Last night saw the start of the London six-day cycle race at the Olympic Velodrome. For long term cycling fans, an exciting return to the UK since 1980 when Wembley last hosted the Skol 6 race on a purpose built track just 160 metres long.
It’s only in recent years of course that the sport of cycle racing (and cycling) has won the attention of a much wider public. Thanks to the considerable resources and talents within British Cycling – lead by Sir David Brailsford – these UK athletes seem almost certain to bring home medals from every Olympic or World Championship event.

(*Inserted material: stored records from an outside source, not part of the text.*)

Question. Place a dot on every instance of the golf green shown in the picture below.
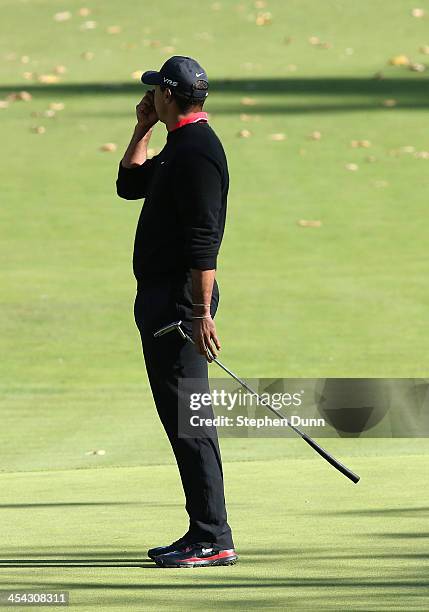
(342, 296)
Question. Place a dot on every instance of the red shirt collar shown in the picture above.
(191, 118)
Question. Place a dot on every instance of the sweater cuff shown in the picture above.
(204, 263)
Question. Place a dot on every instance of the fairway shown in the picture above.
(322, 273)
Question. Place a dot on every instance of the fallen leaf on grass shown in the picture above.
(108, 146)
(248, 101)
(113, 29)
(360, 143)
(263, 19)
(399, 60)
(56, 106)
(48, 78)
(25, 96)
(416, 67)
(88, 25)
(151, 152)
(62, 16)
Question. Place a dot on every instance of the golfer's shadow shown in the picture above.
(95, 560)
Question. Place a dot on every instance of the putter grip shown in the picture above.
(330, 459)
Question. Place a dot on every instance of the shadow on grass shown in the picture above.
(78, 504)
(381, 511)
(346, 93)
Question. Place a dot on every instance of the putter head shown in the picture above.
(170, 327)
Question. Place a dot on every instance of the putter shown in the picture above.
(176, 326)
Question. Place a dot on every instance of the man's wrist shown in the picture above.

But six-day racing is different. This isn’t like road racing where large teams and countless support vehicles flash past in a few minutes. Instead, this fast-paced event is designed to thrill the public for some 20 hours – often more at European sixes. It’s less about medals and world records but much more about providing the viewing public with a colourful and entertaining spectacle.
For six days then, two riders come together as equal partners for a rather special project. Against all the other pairings, their prime goal will be to complete more laps over the whole period’s racing than any other team. In the words of chess champion Gary Kasparov, they will need to ‘explode the game, to upend the opponents’ thinking and, in doing so, unnerve them.’
In a sense, they will resemble the most entrepreneurial of empowered co-workers we see today: highly skilled and self-led collaborators, strong communicators, able to adapt to changing circumstances, learning each day and really focussed on outputs.
Most of all – given the risks of six-day racing – they will need to win the trust of their co-workers, especially when they sling each other safely, every few minutes, during each night’s Madison race!